How do I prove unreasonable behaviour?
A.
You need to establish that you found your spouse’s behaviour unreasonable, and that objectively, no-one could expect you both to live together because of that behaviour. Read more.

There are few defended divorces. This is because the defence of a divorce carries with it a cost implication, and delay and that if your marriage has broken down irretrievably, any behaviour referred to in a petition for divorce is unlikely to have any bearing upon any issues that may arise relating to children that you have, or the division of your matrimonial assets. Most would conclude that the allegations aren’t worth arguing about, and that they would rather spend their money dealing with financial issues or children issues. This is principally because your spouse does not get more money because he/she gives three or four examples of your behaviour which is said unreasonable, unless that behaviour is gross and obvious (e.g.. Violence or swindling out of money). So if you receive an unreasonable behaviour petition, although it may matter to you emotionally what is said about you, in legal terms, the allegations are unlikely to have any further effect.

This means that if you allege that your spouse has behaved in a way which you find unreasonable, you are unlikely to have to provide any further evidence other than the allegations stated in the petition. The divorce is unlikely to be defended.

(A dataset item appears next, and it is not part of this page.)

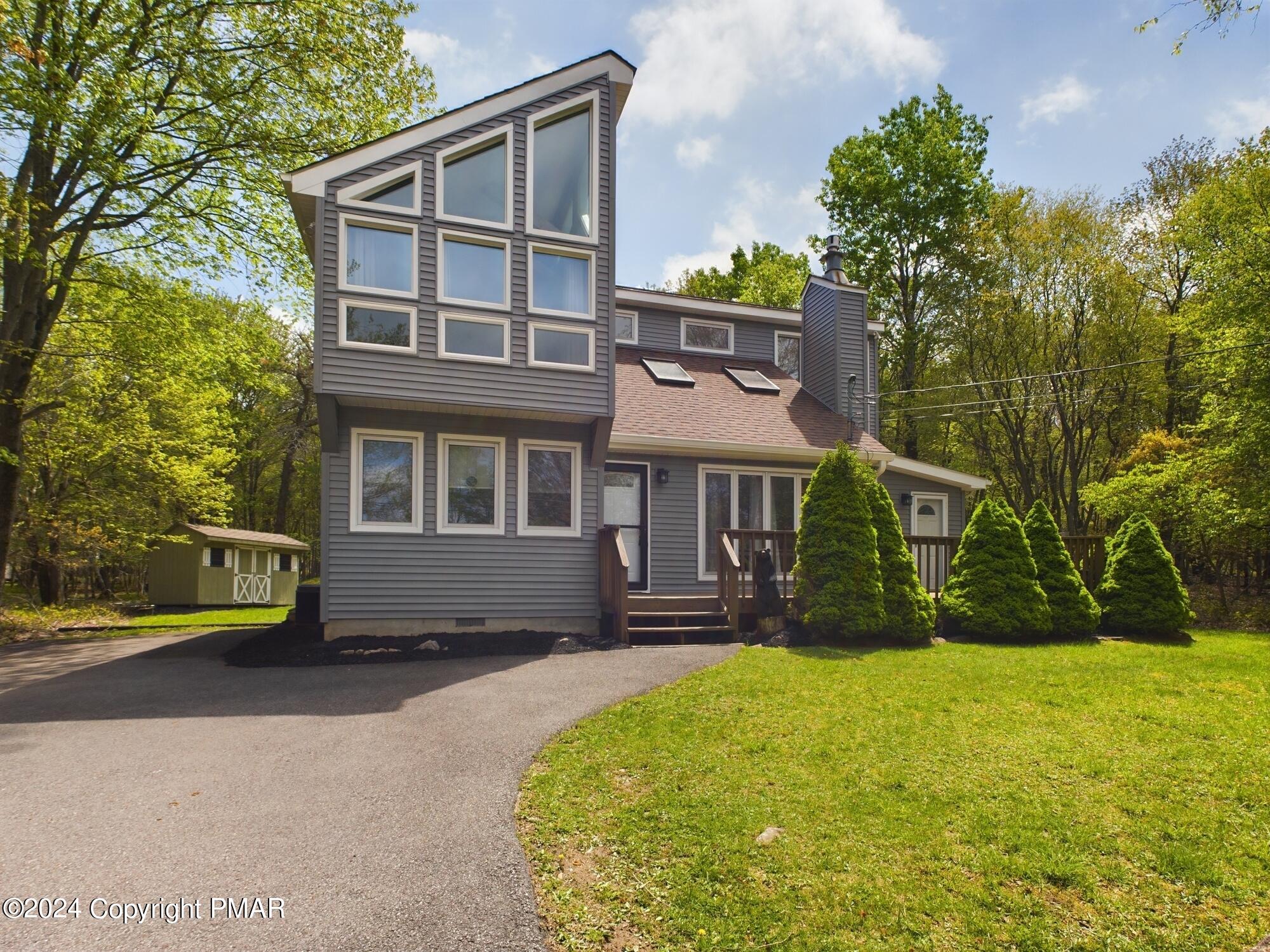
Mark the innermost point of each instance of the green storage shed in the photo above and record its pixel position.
(208, 565)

It is good practice for a petition to be drafted omitting allegations which may be very contentious eg. Which implicate behaviour towards children in some way

It is also good practice for the behaviour to be agreed in a draft petition before the petition is issued. This is not obligatory.

If a divorce is defended one of three things may happen:

  • The divorce proceedings are not progressed. You do not get divorced.
  • Your spouse defends the petition, but argues that you should be divorced, but on some other ground e.g.. Your behaviour or adultery. This is called an Answer and Cross-Petition. This usually results in negotiations leading to an agreement as to how the divorce is to proceed because you both do after all want to be divorced. The agreement may be:
    • To proceed on the original petition after all and to come to some agreement about payment of legal fees of the divorce. You may both decide it is not worth spending the money in legal fees to argue about it.
    • To proceed on the basis of your petition and any cross-petition i.e. You each divorce each other usually because you have an agreement that you want to be divorced, but don’t want to pay each other’s legal costs of the proceedings. There is a court fee to pay of £200.00 to file an answer and cross-petition.
    • To proceed on the basis of the cross-petition
  • The divorce proceeds to trial and evidence is then to be submitted of the behaviour alleged to be unreasonable. Few would pursue this route because of the legal costs involved. At the end of the day, you may achieve a divorce, but also a large legal bill, and there may be other ways of divorcing which are cheaper, less acrimonious and swifter e.g. If specific allegations which are really objected to in a petition can be amended.